Günümüzde, bu park, tel örgüler ardında kim tarafından ve kime karşı
olduğu bilinmez bir biçimde "korunuyor".
Geldik 2004 yılının Nisan ayına: Bir başka Levent parkındayız. Ağaçlar
henüz yeşeriyor, sokak sakinlerinin kendi olanaklarıyla diktiği çiçekler
yeni yeni açıyor. Çevredeki okullardan çıkan kimi çocuklar her zamanki
gibi orada burada toplanmış laflıyor. Kimisi çaktırmadan sigara içiyor,
bir bölümü ilkbaharın da katkısıyla flörtteler. Bir yaşlı hanım market
torbalarını yanına koyduğu bir bankta nefesleniyor. Gençlere bakıp da
hayta hallerine kızıyor mu yoksa o da biraz gençleşiyor mu bilemiyorum.
Kameramız biraz geri çekiliyor ve görüntüye bir bez afiş giriyor:
"Emlak GYO AŞ'den satılık arsa" (bakınız resim). Hay Allah! Meğer
55 yıldır (yazıyla elli beş yıl, dile kolay, bu parkta tanışan çiftlerin
torunu bile olmuştur!) semtin park bildiği bu yeşil alan bir "arsa"
imiş! Neyse, bu defa satıcılar bu parkın elli yıllık ağaçlarına kocaman
bir afiş asarak durumu "afişe" etmişler de semtli de erken uyanmış.
Ne yapsalar?
Afişteki numara çevrilip "Ne iş?" diye bir soru yöneltildiğinde,
telefona çıkan şahıslar, buranın bir park olduğunun elbette görülebildiğini,
ancak sahibi tarafından da elbette satılabileceğini belirttiler (haklı
olarak). Bizler de hayretler içinde "peki bunu kim alır, ne yapar?"
diye -haklı olarak ve şaşkınlıkla- sorduğmuzda, aldığımız yanıt, gerçekten
ülkemiz ve çağımız adına (ve de belediyelerimizin prestiji açısından)

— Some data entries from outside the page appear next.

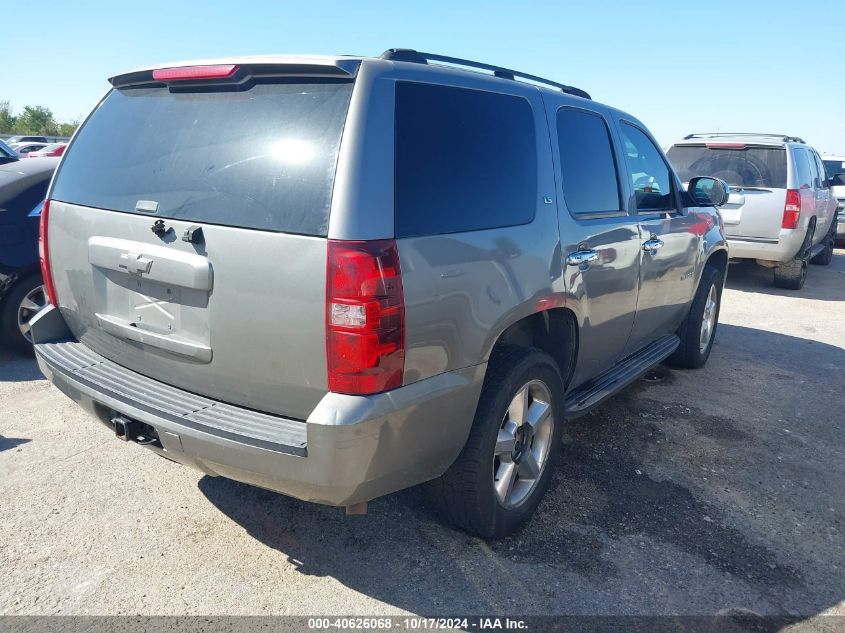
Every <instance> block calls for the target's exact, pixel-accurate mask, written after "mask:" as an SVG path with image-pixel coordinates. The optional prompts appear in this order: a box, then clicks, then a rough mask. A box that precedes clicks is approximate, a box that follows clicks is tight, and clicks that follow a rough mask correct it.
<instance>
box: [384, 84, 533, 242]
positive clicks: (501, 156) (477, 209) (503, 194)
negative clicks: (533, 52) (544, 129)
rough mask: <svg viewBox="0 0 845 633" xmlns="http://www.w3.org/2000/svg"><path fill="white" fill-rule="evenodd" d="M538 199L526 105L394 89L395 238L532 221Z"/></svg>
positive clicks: (528, 117) (528, 121)
mask: <svg viewBox="0 0 845 633" xmlns="http://www.w3.org/2000/svg"><path fill="white" fill-rule="evenodd" d="M536 201H537V141H536V134H535V129H534V115H533V110H532V107H531V104H530V103H529V102H528V100H526V99H524V98H522V97H518V96H514V95H507V94H500V93H495V92H486V91H482V90H468V89H465V88H455V87H450V86H440V85H432V84H421V83H412V82H405V81H400V82H398V83H397V84H396V165H395V233H396V237H411V236H419V235H436V234H442V233H457V232H462V231H476V230H481V229H490V228H497V227H504V226H515V225H518V224H526V223H528V222H531V220H533V218H534V212H535V207H536Z"/></svg>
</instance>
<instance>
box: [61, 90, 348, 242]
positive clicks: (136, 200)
mask: <svg viewBox="0 0 845 633" xmlns="http://www.w3.org/2000/svg"><path fill="white" fill-rule="evenodd" d="M351 92H352V83H350V82H342V83H341V82H338V83H330V82H326V81H302V80H297V81H296V82H285V83H269V82H268V83H257V84H256V85H254V86H252V87H251V88H250V89H249V90H246V91H242V92H222V91H211V92H179V93H171V92H170V91H168V89H167V88H165V87H144V88H134V89H116V90H113V91H112V92H111V93H109V95H108V96H107V97H106V98H105V99H104V101H103V102H102V103H101V104H100V105H99V107H98V108H97V109H96V110H95V111H94V113H93V114H92V115H91V117H90V118H89V119H88V121H86V122H85V124H84V126H83V128H82V129H81V130H80V131H79V133H78V134H77V136H76V139H75V140H74V142H73V144H72V146H71V147H70V148H68V150H67V152H66V153H65V158H64V161H63V162H62V165H61V167H60V169H59V172H58V173H57V175H56V180H55V184H54V186H53V190H52V193H51V195H52V197H53V198H54V199H56V200H61V201H63V202H70V203H74V204H79V205H83V206H88V207H96V208H100V209H109V210H112V211H123V212H129V213H134V212H135V211H136V205H137V204H138V202H139V201H151V202H154V203H157V205H158V211H157V213H156V216H158V217H167V218H176V219H184V220H190V221H193V222H206V223H211V224H225V225H229V226H238V227H244V228H250V229H260V230H268V231H281V232H288V233H299V234H306V235H319V236H325V235H326V234H327V231H328V220H329V205H330V203H331V194H332V186H333V182H334V175H335V167H336V164H337V155H338V149H339V146H340V140H341V134H342V130H343V125H344V121H345V119H346V112H347V109H348V107H349V99H350V95H351Z"/></svg>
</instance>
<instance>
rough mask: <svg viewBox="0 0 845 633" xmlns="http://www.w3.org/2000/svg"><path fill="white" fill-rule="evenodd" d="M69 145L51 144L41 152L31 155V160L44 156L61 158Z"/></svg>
mask: <svg viewBox="0 0 845 633" xmlns="http://www.w3.org/2000/svg"><path fill="white" fill-rule="evenodd" d="M66 147H67V143H50V144H49V145H46V146H44V147H42V148H41V149H39V150H35V151H34V152H30V153H29V158H38V157H44V156H61V155H62V154H64V153H65V148H66Z"/></svg>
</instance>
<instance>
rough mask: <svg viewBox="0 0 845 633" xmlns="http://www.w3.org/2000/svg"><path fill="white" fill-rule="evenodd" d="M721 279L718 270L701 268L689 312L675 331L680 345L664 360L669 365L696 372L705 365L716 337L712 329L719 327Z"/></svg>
mask: <svg viewBox="0 0 845 633" xmlns="http://www.w3.org/2000/svg"><path fill="white" fill-rule="evenodd" d="M722 280H723V276H722V271H720V270H719V269H718V268H714V267H713V266H706V267H705V268H704V272H703V273H702V275H701V282H699V284H698V290H697V291H696V293H695V298H694V299H693V300H692V305H691V306H690V310H689V312H688V313H687V316H686V318H685V319H684V322H683V323H681V327H679V328H678V336H679V337H680V339H681V344H680V345H679V346H678V349H676V350H675V352H674V353H673V354H672V355H671V356H670V357H669V358H668V359H667V362H668V363H669V364H670V365H672V366H674V367H680V368H683V369H698V368H699V367H702V366H703V365H704V363H706V362H707V359H708V358H709V356H710V350H711V349H713V341H714V340H715V338H716V326H718V325H719V306H720V305H721V303H722Z"/></svg>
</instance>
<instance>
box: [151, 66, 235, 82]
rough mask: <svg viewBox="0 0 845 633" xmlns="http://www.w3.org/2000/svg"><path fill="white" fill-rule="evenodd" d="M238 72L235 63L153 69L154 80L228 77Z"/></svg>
mask: <svg viewBox="0 0 845 633" xmlns="http://www.w3.org/2000/svg"><path fill="white" fill-rule="evenodd" d="M236 72H238V67H237V66H236V65H235V64H216V65H213V66H182V67H180V68H158V69H156V70H154V71H153V79H155V80H156V81H189V80H191V79H228V78H229V77H231V76H232V75H234V74H235V73H236Z"/></svg>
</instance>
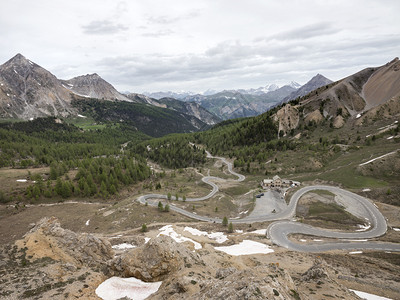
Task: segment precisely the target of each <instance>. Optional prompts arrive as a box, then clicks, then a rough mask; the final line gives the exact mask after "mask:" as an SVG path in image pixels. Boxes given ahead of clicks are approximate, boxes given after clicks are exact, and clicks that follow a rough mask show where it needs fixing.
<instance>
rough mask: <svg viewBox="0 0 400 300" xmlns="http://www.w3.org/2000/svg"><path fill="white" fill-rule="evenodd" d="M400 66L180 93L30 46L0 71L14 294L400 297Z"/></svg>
mask: <svg viewBox="0 0 400 300" xmlns="http://www.w3.org/2000/svg"><path fill="white" fill-rule="evenodd" d="M398 65H399V61H398V59H395V60H393V61H391V62H389V63H387V64H385V65H384V66H381V67H373V68H368V69H365V70H362V71H360V72H357V73H355V74H354V75H350V76H348V77H346V78H344V79H342V80H339V81H337V82H332V81H330V80H329V79H326V78H325V77H323V76H322V75H318V76H316V77H314V78H313V80H311V81H310V82H309V85H308V86H303V87H297V88H293V90H290V89H288V90H287V93H286V94H285V96H283V94H282V95H281V96H280V97H275V96H274V97H275V98H274V99H273V101H272V102H268V101H264V100H265V99H266V98H265V97H267V96H266V95H269V96H271V95H277V91H279V88H278V87H276V88H275V87H274V88H273V91H269V92H268V93H264V92H263V91H261V89H259V90H257V91H256V90H248V91H246V93H253V94H252V95H251V94H246V93H244V91H239V90H235V91H224V92H221V93H216V94H213V95H208V96H204V95H200V96H201V97H200V96H199V95H197V96H196V95H186V96H185V97H194V98H196V99H194V98H193V101H189V99H183V100H185V101H181V100H182V99H181V100H177V99H173V98H165V97H164V98H163V97H160V98H159V99H155V98H151V97H149V96H144V95H140V94H132V93H130V94H128V93H127V94H121V93H119V92H117V91H116V90H115V89H114V88H113V86H112V85H111V84H109V83H107V82H105V81H104V80H103V79H102V78H101V77H100V76H99V75H97V74H92V75H85V76H78V77H76V78H73V79H71V80H59V79H57V78H56V77H55V76H54V75H52V74H51V73H49V72H48V71H46V70H45V69H43V68H41V67H40V66H38V65H36V64H35V63H33V62H31V61H29V60H27V59H26V58H25V57H23V56H22V55H17V56H16V57H14V58H13V59H12V60H10V61H9V62H7V63H5V64H4V65H2V66H1V68H0V80H1V83H2V87H1V93H0V100H1V102H0V107H1V109H2V114H1V116H2V120H1V123H0V137H1V140H0V150H1V151H0V166H1V168H0V203H1V205H0V243H1V245H2V246H1V249H0V250H1V251H0V255H1V257H2V263H1V264H0V273H1V274H2V280H1V281H0V295H1V296H2V297H10V299H17V298H35V299H46V298H55V299H65V298H67V299H72V298H76V297H77V298H85V299H99V297H102V296H100V294H101V292H100V291H98V290H97V289H98V287H99V286H100V284H102V283H103V282H104V283H106V282H107V279H110V278H114V279H113V280H116V282H120V281H118V280H119V279H118V277H123V278H127V277H129V278H130V277H134V278H136V279H138V280H139V279H140V280H142V281H143V282H146V283H148V282H152V283H155V282H161V283H160V285H159V286H158V288H157V289H156V290H155V291H154V293H153V294H152V295H151V296H150V297H149V299H151V298H153V299H164V298H165V297H172V298H174V299H201V297H203V298H204V297H205V298H207V297H208V298H213V297H214V295H215V294H216V293H218V295H220V296H219V297H224V298H235V297H236V298H237V297H242V298H246V297H247V298H249V299H258V298H260V299H261V298H272V297H283V298H284V299H322V298H324V299H325V298H331V297H334V298H345V299H357V296H356V295H355V294H354V293H353V292H351V290H350V289H354V290H357V291H359V290H362V291H364V292H369V293H375V294H379V295H382V296H385V297H389V298H391V299H396V298H398V297H399V295H400V290H399V289H398V274H400V270H399V268H400V264H399V257H400V256H399V255H400V253H399V252H400V246H399V245H400V229H399V228H400V221H399V220H400V202H399V201H400V200H399V197H398V195H399V193H400V188H399V182H400V172H399V170H400V135H399V123H398V122H399V118H400V98H399V94H398V88H395V87H393V86H396V84H395V83H396V82H397V79H398V76H399V72H398ZM14 70H15V71H16V72H14ZM21 74H25V75H26V76H25V77H24V76H21ZM17 75H18V76H17ZM21 78H22V79H21ZM27 78H28V79H27ZM44 78H47V79H46V80H47V81H45V80H44ZM387 78H390V83H391V84H392V83H393V85H391V88H390V89H386V88H385V87H382V88H381V89H380V85H379V84H378V83H382V82H385V81H386V80H387ZM32 82H34V86H35V87H36V88H37V87H39V90H36V91H35V92H34V91H33V90H34V89H33V87H32ZM38 82H39V83H40V85H39V84H37V83H38ZM44 82H46V84H47V85H45V84H44ZM322 82H323V83H322ZM319 83H321V84H319ZM21 86H26V87H27V89H25V88H23V89H21ZM382 86H383V84H382ZM309 89H310V90H309ZM265 90H266V88H265ZM289 90H290V91H289ZM29 91H30V92H29ZM272 92H276V93H275V94H271V93H272ZM263 93H264V94H263ZM293 93H294V94H293ZM7 94H8V95H13V96H11V98H10V96H5V95H7ZM35 95H39V96H38V97H39V98H40V100H41V101H42V100H43V99H45V104H43V103H41V102H40V101H38V99H39V98H35V97H36V96H35ZM45 95H52V96H51V97H53V96H54V97H55V98H56V99H55V98H54V97H53V98H51V97H50V98H46V97H45ZM216 95H217V96H216ZM243 95H244V96H243ZM246 95H247V96H246ZM249 95H251V97H250V96H249ZM290 95H292V96H293V95H295V96H296V98H294V99H293V98H287V99H286V100H284V99H285V97H289V96H290ZM269 96H268V97H269ZM213 97H214V98H213ZM218 97H219V98H218ZM230 97H231V98H230ZM233 97H236V99H233ZM260 97H261V98H262V97H264V100H262V99H261V98H260ZM293 97H294V96H293ZM377 97H378V98H381V99H382V100H381V101H376V98H377ZM14 98H15V99H14ZM222 98H223V100H221V99H222ZM238 99H241V100H240V101H239V100H238ZM260 99H261V100H260ZM28 100H29V101H30V102H29V101H28ZM53 100H54V101H55V102H52V101H53ZM242 100H243V101H242ZM12 101H14V102H12ZM24 101H27V103H28V102H29V103H30V104H29V103H28V104H29V105H25V104H24V103H25V102H24ZM43 101H44V100H43ZM260 101H261V102H260ZM263 101H264V102H263ZM21 103H22V104H21ZM243 103H245V104H246V105H247V107H246V105H245V106H243ZM8 104H9V105H8ZM20 104H21V105H20ZM43 105H44V106H43ZM50 107H53V108H50ZM226 107H228V108H229V109H227V108H226ZM250 108H251V109H250ZM222 111H224V112H225V113H226V114H222ZM238 112H241V113H240V114H237V113H238ZM222 120H224V121H222ZM271 178H273V179H271ZM281 178H282V180H283V179H284V180H287V182H290V184H288V185H287V186H285V187H281V186H280V184H279V182H280V181H279V180H281ZM264 180H267V182H271V183H270V184H271V185H274V182H275V180H278V184H277V186H271V187H265V188H263V187H262V186H261V185H260V183H261V182H262V181H264ZM297 185H299V186H297ZM75 249H78V250H75ZM225 250H226V251H227V252H224V251H225ZM250 250H252V252H251V254H245V253H248V251H250ZM253 250H254V251H253ZM243 251H244V252H245V253H244V252H243ZM257 251H259V252H257ZM10 266H12V267H10ZM375 273H376V274H379V276H376V277H374V276H371V275H370V274H375ZM243 276H245V277H246V278H247V277H248V278H251V279H252V283H251V284H247V281H246V282H244V281H243V280H241V278H243ZM115 278H117V279H115ZM143 282H140V283H136V284H138V285H136V286H135V287H129V284H128V286H127V287H126V289H127V290H129V289H141V286H142V285H143V286H144V283H143ZM23 283H24V284H23ZM228 283H229V284H228ZM117 284H121V283H117ZM124 284H125V283H124ZM124 289H125V288H124ZM100 290H101V289H100ZM106 290H107V288H106ZM238 290H240V293H239V294H240V296H237V295H238V294H235V293H237V291H238ZM99 293H100V294H99ZM234 295H235V296H234ZM126 296H127V297H128V294H126ZM122 297H123V296H122Z"/></svg>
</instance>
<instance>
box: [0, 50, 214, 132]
mask: <svg viewBox="0 0 400 300" xmlns="http://www.w3.org/2000/svg"><path fill="white" fill-rule="evenodd" d="M94 99H99V100H107V101H105V102H104V101H103V102H96V104H94V102H93V101H94ZM175 101H177V100H175ZM79 102H85V103H84V104H83V103H79ZM106 102H115V103H116V104H115V105H116V106H118V107H119V108H121V107H124V108H125V112H124V113H121V115H120V116H116V115H115V114H113V113H110V111H109V105H106ZM101 103H103V105H100V104H101ZM88 104H90V105H95V108H96V109H92V110H86V111H85V112H86V113H88V112H91V113H93V114H94V115H93V116H95V117H97V118H98V117H99V116H104V114H103V113H101V112H100V111H99V109H100V108H103V109H104V110H106V111H108V113H109V114H108V115H107V118H106V119H110V120H111V119H112V120H113V121H115V120H117V121H127V122H133V125H134V126H135V127H137V128H142V129H144V132H145V133H147V134H150V135H152V134H153V133H154V134H155V135H156V136H158V135H160V134H168V133H172V132H188V131H197V130H200V129H204V128H206V127H207V126H209V125H214V124H216V123H218V122H219V121H220V119H219V118H218V117H216V116H214V115H212V114H211V113H209V112H208V111H206V110H205V109H203V108H202V107H200V105H198V104H196V103H184V102H182V104H180V105H177V104H176V103H175V102H174V101H163V102H162V103H161V102H159V101H158V100H156V99H152V98H150V97H147V96H145V95H140V94H135V93H130V94H127V95H124V94H121V93H119V92H118V91H117V90H116V89H115V88H114V87H113V86H112V85H111V84H110V83H108V82H107V81H105V80H104V79H102V78H101V77H100V76H99V75H98V74H96V73H95V74H88V75H83V76H78V77H75V78H72V79H69V80H60V79H58V78H57V77H56V76H54V75H53V74H51V73H50V72H49V71H47V70H46V69H44V68H42V67H41V66H39V65H37V64H36V63H34V62H32V61H30V60H29V59H27V58H25V57H24V56H23V55H21V54H17V55H16V56H14V57H13V58H11V59H10V60H9V61H7V62H6V63H4V64H3V65H1V66H0V117H1V118H3V119H4V118H6V119H9V118H12V119H22V120H31V119H34V118H37V117H44V116H61V117H76V116H78V115H80V116H82V115H83V111H82V109H83V108H84V107H85V109H87V105H88ZM145 106H148V108H147V109H146V108H145ZM119 108H118V109H119ZM133 108H134V109H133ZM133 110H135V113H134V114H133V113H132V111H133ZM127 111H129V112H130V113H129V114H128V113H126V112H127ZM124 118H125V119H124ZM200 118H203V119H200ZM157 119H158V122H157ZM96 121H101V120H96ZM139 123H140V124H139ZM150 123H153V124H152V125H151V126H150ZM156 127H160V128H156ZM153 129H154V130H153Z"/></svg>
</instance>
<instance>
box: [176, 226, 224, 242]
mask: <svg viewBox="0 0 400 300" xmlns="http://www.w3.org/2000/svg"><path fill="white" fill-rule="evenodd" d="M183 231H187V232H189V233H190V234H192V235H196V236H206V237H208V238H209V239H211V240H215V241H216V242H217V243H218V244H222V243H224V242H226V241H227V240H228V237H227V236H226V235H225V234H224V233H223V232H211V233H208V232H206V231H201V230H198V229H196V228H192V227H187V226H186V227H185V228H184V229H183Z"/></svg>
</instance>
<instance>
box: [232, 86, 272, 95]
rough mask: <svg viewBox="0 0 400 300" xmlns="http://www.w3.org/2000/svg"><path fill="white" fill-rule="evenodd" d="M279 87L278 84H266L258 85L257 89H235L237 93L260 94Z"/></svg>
mask: <svg viewBox="0 0 400 300" xmlns="http://www.w3.org/2000/svg"><path fill="white" fill-rule="evenodd" d="M277 89H279V86H277V85H276V84H274V83H272V84H267V85H266V86H263V87H259V88H257V89H239V90H236V91H237V92H239V93H242V94H248V95H262V94H268V93H269V92H273V91H276V90H277Z"/></svg>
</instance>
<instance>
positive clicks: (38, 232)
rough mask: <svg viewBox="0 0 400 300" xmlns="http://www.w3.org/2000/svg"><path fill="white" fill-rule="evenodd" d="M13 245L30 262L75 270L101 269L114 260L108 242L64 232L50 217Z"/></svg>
mask: <svg viewBox="0 0 400 300" xmlns="http://www.w3.org/2000/svg"><path fill="white" fill-rule="evenodd" d="M16 244H17V246H19V247H20V248H22V249H23V248H26V249H27V250H26V254H27V256H30V257H32V258H31V259H33V260H35V259H41V258H44V257H48V258H51V259H53V260H56V261H62V262H65V263H69V264H72V265H74V266H77V267H81V266H83V265H85V266H88V267H101V266H103V265H104V264H105V263H106V262H107V261H108V260H110V259H112V258H113V257H114V253H113V250H112V248H111V244H110V242H108V241H107V240H105V239H101V238H98V237H96V236H94V235H92V234H87V233H82V234H77V233H75V232H73V231H71V230H68V229H64V228H62V227H61V226H60V222H59V221H58V219H57V218H54V217H52V218H43V219H42V220H40V221H39V222H38V223H37V224H36V226H34V227H33V228H32V229H31V230H30V231H29V232H28V233H27V234H26V235H25V236H24V239H23V240H20V241H17V243H16Z"/></svg>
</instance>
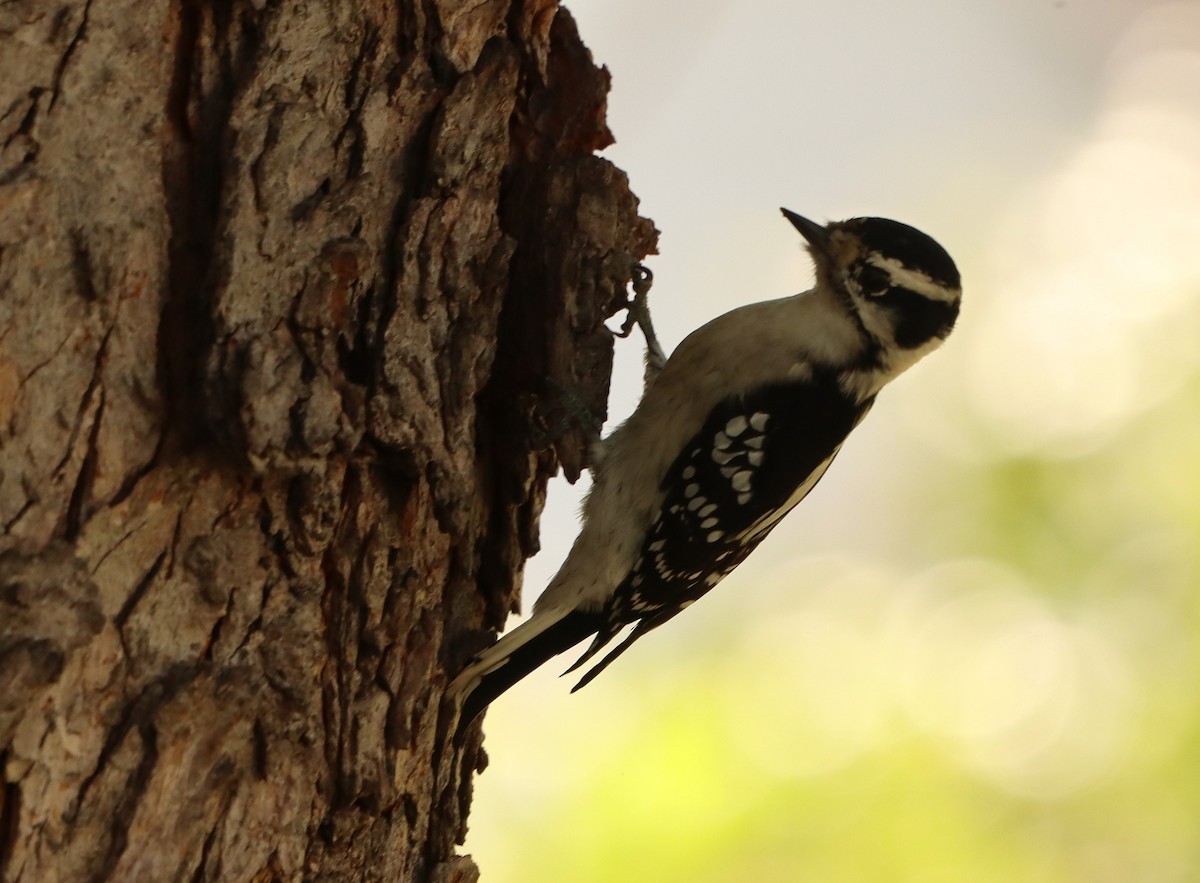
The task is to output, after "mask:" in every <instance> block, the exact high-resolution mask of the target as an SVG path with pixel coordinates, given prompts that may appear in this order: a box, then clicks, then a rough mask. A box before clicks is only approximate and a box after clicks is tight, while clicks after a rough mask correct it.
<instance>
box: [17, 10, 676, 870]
mask: <svg viewBox="0 0 1200 883" xmlns="http://www.w3.org/2000/svg"><path fill="white" fill-rule="evenodd" d="M607 83H608V80H607V74H606V73H605V72H604V71H602V70H596V68H595V67H594V66H593V64H592V60H590V56H589V55H588V53H587V50H586V49H584V48H583V46H582V43H581V42H580V40H578V36H577V34H576V30H575V25H574V23H572V22H571V19H570V17H569V16H568V14H566V13H565V12H563V11H560V10H558V8H557V4H556V1H554V0H481V1H480V2H470V4H464V2H462V0H394V1H392V2H385V1H383V0H360V1H359V2H355V4H276V2H270V1H269V0H251V1H247V2H242V1H241V0H234V1H229V0H226V1H221V0H215V1H214V2H199V0H181V1H179V0H176V1H175V2H164V1H163V0H139V1H138V2H131V1H130V0H108V1H107V2H106V1H102V0H83V1H78V0H61V1H60V2H47V0H16V1H14V2H7V4H4V6H2V8H0V151H2V152H0V525H2V528H4V534H2V537H0V765H2V769H4V776H5V779H4V794H2V800H0V881H23V882H30V883H34V882H41V881H103V879H112V881H122V882H124V881H152V882H155V883H157V882H158V881H215V879H220V881H251V879H253V881H270V879H289V881H290V879H370V881H374V879H379V881H383V879H388V881H425V879H438V881H451V879H469V878H472V877H473V875H474V870H473V866H472V865H470V863H469V859H455V858H452V853H454V845H455V842H456V841H457V840H460V839H461V835H462V831H463V828H464V817H466V813H467V809H468V804H469V781H468V782H466V783H464V785H463V786H462V788H461V789H460V792H458V793H455V794H443V795H438V794H434V789H433V761H434V758H436V757H437V755H438V753H439V752H440V751H442V749H443V747H445V743H446V733H445V732H443V731H442V729H439V723H438V716H439V714H438V713H439V701H440V697H442V693H443V689H444V686H445V684H446V680H448V675H450V674H452V673H454V672H455V671H456V669H457V667H460V666H461V665H462V662H463V661H464V660H466V657H467V656H468V655H469V654H470V653H473V651H474V650H476V649H478V648H479V647H480V645H481V644H484V643H486V642H487V641H488V632H490V631H492V630H496V629H498V627H500V625H502V624H503V621H504V618H505V614H506V613H508V611H509V609H511V608H512V606H514V602H515V600H514V599H515V595H516V591H517V588H518V584H520V575H521V567H522V564H523V561H524V559H526V558H527V557H528V555H529V554H530V553H532V552H533V551H534V549H535V547H536V522H538V515H539V512H540V509H541V504H542V499H544V493H545V485H546V479H547V477H548V476H550V475H551V474H552V473H553V471H554V470H556V469H557V468H558V467H559V464H562V465H563V467H564V468H565V469H566V470H568V473H569V474H571V475H576V474H578V470H580V468H581V467H582V464H583V463H582V451H583V450H584V444H583V443H584V433H583V431H582V430H581V428H580V427H578V426H576V427H575V428H574V431H572V432H570V433H568V434H566V436H563V437H562V438H560V439H559V440H558V441H557V444H556V446H554V447H553V449H551V450H546V451H540V452H539V451H538V450H535V449H536V444H535V440H534V439H535V438H536V436H538V425H539V421H548V422H551V424H553V422H556V418H554V415H553V414H552V413H550V412H552V408H550V406H552V404H553V396H551V395H548V389H550V388H554V386H558V388H566V389H571V390H574V391H575V392H576V394H577V395H580V396H581V397H582V398H583V401H584V403H586V404H587V406H588V407H590V408H592V409H593V410H594V412H595V414H596V415H598V416H600V415H602V413H604V402H605V396H606V390H607V382H608V370H610V364H611V354H612V344H611V338H610V336H608V334H607V332H606V331H605V329H604V325H602V323H604V320H605V318H606V317H608V316H610V314H612V313H614V312H616V311H617V310H619V308H620V306H622V304H623V302H624V283H625V281H626V280H628V278H629V275H630V269H631V264H632V262H634V260H635V259H636V258H640V257H641V256H643V254H644V253H647V252H648V251H649V250H652V248H653V246H654V238H655V233H654V229H653V226H652V224H650V223H649V222H647V221H644V220H642V218H638V216H637V210H636V200H635V199H634V197H632V196H631V194H630V192H629V188H628V184H626V181H625V178H624V175H623V174H622V173H620V172H618V170H617V169H614V168H613V167H612V166H610V164H608V163H607V162H605V161H602V160H600V158H598V157H595V156H593V151H594V150H596V149H599V148H602V146H605V145H606V144H607V143H608V142H610V140H611V138H610V136H608V132H607V130H606V127H605V122H604V110H605V103H604V102H605V92H606V91H607ZM547 382H551V385H550V388H547ZM466 751H467V753H468V756H467V757H466V758H464V761H466V764H467V765H468V768H470V767H474V765H476V764H478V762H479V759H480V757H478V756H476V755H478V753H479V746H478V744H476V743H468V745H467V746H466Z"/></svg>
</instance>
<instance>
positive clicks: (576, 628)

aydınlatıcı oldu: "Orası da artık alıcı ile Belediye arasında çözülecek
bir konudur..."
Benim, burada Emlak GYO. AŞ.'ye bir çağrım var: Gelsinler, bir defa da
tarihe geçecek bir kahramanlık yapsınlar ve yılların işletme zararını
yarım asırdır insanların kullandığı parkları satarak çıkarmaya çalışmasınlar.
İlla satılacaksa, bu parkları, 55 yıl önce aldıkları fiyattan, örneğin
birer liraya, gerçek sahiplerine, yani Levent halkına satsınlar.